Shashwat Goel, Joschka Struber, Ilze Amanda Auzina, Karuna K Chandra, Ponnurangam Kumaraguru, Douwe Kiela, Ameya Prabhu, Matthias Bethge, Jonas Geiping

2025-02-07

Great Models Think Alike and this Undermines AI Oversight

Summary

This paper talks about how the increasing similarity between advanced AI language models can create problems for using AI to oversee other AI systems, a concept known as 'AI Oversight'.

What's the problem?

As AI language models get smarter, it's becoming harder for humans to check their work and supervise them. People hope that we can use other AI models to do this job, but there's a catch: when AI models become very advanced, they start to make similar mistakes. This similarity can lead to biased judgments and correlated failures, which makes it risky to rely on AI to oversee other AI systems.

What's the solution?

The researchers created a way to measure how similar different AI models are by looking at the mistakes they make. They used this to show that when an AI model judges another AI model, it tends to favor models that are similar to itself.
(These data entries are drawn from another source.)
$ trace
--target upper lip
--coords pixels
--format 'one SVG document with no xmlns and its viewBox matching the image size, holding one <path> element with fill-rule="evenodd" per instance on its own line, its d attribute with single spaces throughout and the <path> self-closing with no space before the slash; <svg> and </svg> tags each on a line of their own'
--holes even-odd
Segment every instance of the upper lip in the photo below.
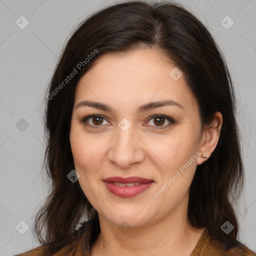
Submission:
<svg viewBox="0 0 256 256">
<path fill-rule="evenodd" d="M 134 183 L 138 182 L 140 183 L 148 183 L 153 182 L 152 180 L 142 178 L 140 177 L 128 177 L 126 178 L 122 178 L 122 177 L 110 177 L 105 178 L 104 181 L 107 182 L 116 182 L 117 183 Z"/>
</svg>

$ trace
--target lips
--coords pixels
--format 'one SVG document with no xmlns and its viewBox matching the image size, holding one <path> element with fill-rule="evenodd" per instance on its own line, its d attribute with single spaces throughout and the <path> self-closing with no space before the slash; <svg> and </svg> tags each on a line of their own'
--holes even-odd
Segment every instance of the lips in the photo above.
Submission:
<svg viewBox="0 0 256 256">
<path fill-rule="evenodd" d="M 148 183 L 149 182 L 154 182 L 152 180 L 148 180 L 148 178 L 142 178 L 140 177 L 128 177 L 126 178 L 122 178 L 121 177 L 111 177 L 105 178 L 104 182 L 116 183 Z"/>
<path fill-rule="evenodd" d="M 110 192 L 123 198 L 136 196 L 146 190 L 154 182 L 152 180 L 140 177 L 112 177 L 104 182 Z"/>
</svg>

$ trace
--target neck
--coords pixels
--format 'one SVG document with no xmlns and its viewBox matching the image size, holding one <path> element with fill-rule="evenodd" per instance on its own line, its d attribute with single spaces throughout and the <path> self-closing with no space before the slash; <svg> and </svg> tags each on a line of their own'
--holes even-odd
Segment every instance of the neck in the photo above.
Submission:
<svg viewBox="0 0 256 256">
<path fill-rule="evenodd" d="M 192 228 L 187 220 L 187 211 L 184 210 L 176 209 L 172 214 L 166 212 L 160 220 L 122 232 L 118 226 L 99 214 L 100 232 L 92 244 L 90 255 L 166 255 L 168 252 L 170 256 L 190 256 L 204 229 Z"/>
</svg>

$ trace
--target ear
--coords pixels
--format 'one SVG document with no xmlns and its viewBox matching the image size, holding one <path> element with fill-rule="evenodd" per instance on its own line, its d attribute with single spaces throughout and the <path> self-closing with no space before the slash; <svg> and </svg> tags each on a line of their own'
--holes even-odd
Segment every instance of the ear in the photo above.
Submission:
<svg viewBox="0 0 256 256">
<path fill-rule="evenodd" d="M 201 164 L 208 158 L 217 146 L 222 124 L 222 117 L 220 112 L 216 112 L 212 123 L 205 127 L 202 132 L 200 148 L 202 154 L 198 158 L 198 164 Z M 204 154 L 207 158 L 204 158 Z"/>
</svg>

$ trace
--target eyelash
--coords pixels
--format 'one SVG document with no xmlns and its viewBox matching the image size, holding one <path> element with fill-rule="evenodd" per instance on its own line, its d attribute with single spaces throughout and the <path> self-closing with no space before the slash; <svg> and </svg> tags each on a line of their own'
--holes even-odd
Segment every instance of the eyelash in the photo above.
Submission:
<svg viewBox="0 0 256 256">
<path fill-rule="evenodd" d="M 83 124 L 84 126 L 86 126 L 90 127 L 94 129 L 94 128 L 98 129 L 98 128 L 100 128 L 100 126 L 102 126 L 102 125 L 92 126 L 92 124 L 89 124 L 86 122 L 87 121 L 87 120 L 88 119 L 90 119 L 90 118 L 95 118 L 95 117 L 100 118 L 102 118 L 106 120 L 106 118 L 104 116 L 101 116 L 100 114 L 91 114 L 90 116 L 86 116 L 85 118 L 83 118 L 82 120 L 79 120 L 79 121 L 82 124 Z M 164 118 L 164 119 L 166 119 L 167 120 L 168 120 L 168 121 L 169 121 L 170 122 L 169 124 L 166 124 L 166 125 L 162 126 L 160 126 L 158 127 L 158 126 L 153 126 L 153 127 L 154 127 L 154 128 L 151 128 L 152 130 L 164 129 L 165 128 L 170 127 L 170 126 L 171 126 L 172 124 L 176 124 L 175 120 L 173 118 L 170 118 L 170 116 L 164 116 L 162 114 L 155 114 L 154 116 L 150 116 L 150 118 L 148 119 L 148 120 L 146 122 L 148 122 L 152 119 L 153 119 L 154 118 Z M 98 126 L 98 127 L 97 127 L 97 126 Z M 156 128 L 156 127 L 157 127 L 157 128 Z"/>
</svg>

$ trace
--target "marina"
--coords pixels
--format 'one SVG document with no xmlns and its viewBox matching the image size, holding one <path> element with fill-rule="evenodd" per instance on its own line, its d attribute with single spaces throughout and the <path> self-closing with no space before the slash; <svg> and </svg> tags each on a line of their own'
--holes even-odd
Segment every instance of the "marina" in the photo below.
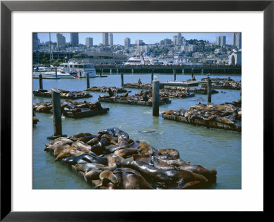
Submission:
<svg viewBox="0 0 274 222">
<path fill-rule="evenodd" d="M 172 76 L 172 74 L 166 75 L 156 73 L 155 75 L 160 81 L 166 80 Z M 178 80 L 183 81 L 189 79 L 190 76 L 191 78 L 191 75 L 177 75 L 177 77 Z M 197 80 L 205 76 L 196 76 Z M 132 82 L 134 80 L 141 78 L 143 82 L 149 82 L 151 75 L 125 74 L 124 78 L 125 82 Z M 233 78 L 238 80 L 240 80 L 240 76 L 234 76 Z M 71 91 L 77 91 L 84 88 L 86 82 L 84 78 L 51 79 L 45 81 L 43 84 L 46 89 L 65 89 Z M 68 85 L 70 86 L 69 89 L 66 87 Z M 90 85 L 119 87 L 120 75 L 108 75 L 108 78 L 90 78 Z M 33 87 L 34 90 L 39 88 L 38 80 L 34 79 Z M 214 104 L 234 101 L 240 98 L 240 92 L 238 93 L 237 91 L 229 89 L 223 91 L 226 93 L 212 95 Z M 132 89 L 132 93 L 139 92 L 140 89 Z M 93 92 L 93 97 L 85 100 L 88 102 L 96 102 L 101 93 L 101 92 Z M 201 102 L 206 101 L 206 95 L 200 96 L 185 98 L 184 100 L 171 98 L 172 102 L 161 106 L 160 113 L 170 109 L 179 110 L 182 108 L 187 110 L 199 101 Z M 35 96 L 33 98 L 33 102 L 42 102 L 44 100 L 49 98 Z M 84 102 L 84 99 L 80 98 L 77 101 Z M 180 157 L 182 156 L 183 159 L 190 161 L 192 164 L 201 164 L 208 169 L 216 168 L 218 172 L 217 181 L 207 186 L 207 188 L 240 188 L 240 133 L 224 130 L 215 131 L 191 124 L 184 124 L 179 122 L 168 121 L 161 115 L 160 117 L 153 116 L 151 107 L 148 106 L 127 106 L 121 103 L 108 103 L 108 108 L 110 111 L 108 113 L 95 115 L 88 119 L 62 117 L 64 133 L 66 135 L 76 135 L 79 132 L 96 133 L 102 129 L 108 129 L 110 126 L 119 127 L 127 132 L 129 137 L 134 141 L 145 141 L 157 148 L 159 148 L 159 146 L 176 148 Z M 36 113 L 36 118 L 40 122 L 34 126 L 34 188 L 92 188 L 94 186 L 87 183 L 83 179 L 82 176 L 79 177 L 77 174 L 73 173 L 71 168 L 62 164 L 62 162 L 55 162 L 54 158 L 52 158 L 51 155 L 45 153 L 43 151 L 45 144 L 49 143 L 47 136 L 52 135 L 53 120 L 51 115 L 42 113 Z M 86 122 L 87 120 L 90 120 L 88 124 Z M 149 131 L 153 133 L 146 133 Z M 178 133 L 181 135 L 179 137 Z M 220 164 L 222 162 L 227 164 Z M 229 164 L 229 162 L 233 164 Z M 39 172 L 39 174 L 36 172 Z M 47 180 L 42 179 L 45 175 Z M 51 182 L 53 181 L 54 183 Z"/>
</svg>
They also found that when training AI using annotations from other AI, it works best when the 'teacher' AI and the 'student' AI have different strengths. However, as AI models get more advanced, their mistakes are becoming more alike, which could cause problems for AI Oversight.

Why it matters?

This research matters because as we rely more on AI systems, we need ways to make sure they're working correctly. If we can't trust AI to oversee other AI because they're too similar, it could lead to uncaught mistakes or biased decisions in important areas. This study helps us understand the risks and limitations of using AI for oversight, which is crucial for developing safer and more reliable AI systems in the future.

Abstract

As Language Model (LM) capabilities advance, evaluating and supervising them at scale is getting harder for humans. There is hope that other language models can automate both these tasks, which we refer to as "AI Oversight". We study how model similarity affects both aspects of AI oversight by proposing a probabilistic metric for LM similarity based on overlap in model mistakes. Using this metric, we first show that LLM-as-a-judge scores favor models similar to the judge, generalizing recent self-preference results. Then, we study training on LM annotations, and find complementary knowledge between the weak supervisor and strong student model plays a crucial role in gains from "weak-to-strong generalization". As model capabilities increase, it becomes harder to find their mistakes, and we might defer more to AI oversight. However, we observe a concerning trend -- model mistakes are becoming more similar with increasing capabilities, pointing to risks from correlated failures. Our work underscores the importance of reporting and correcting for model similarity, especially in the emerging paradigm of AI oversight.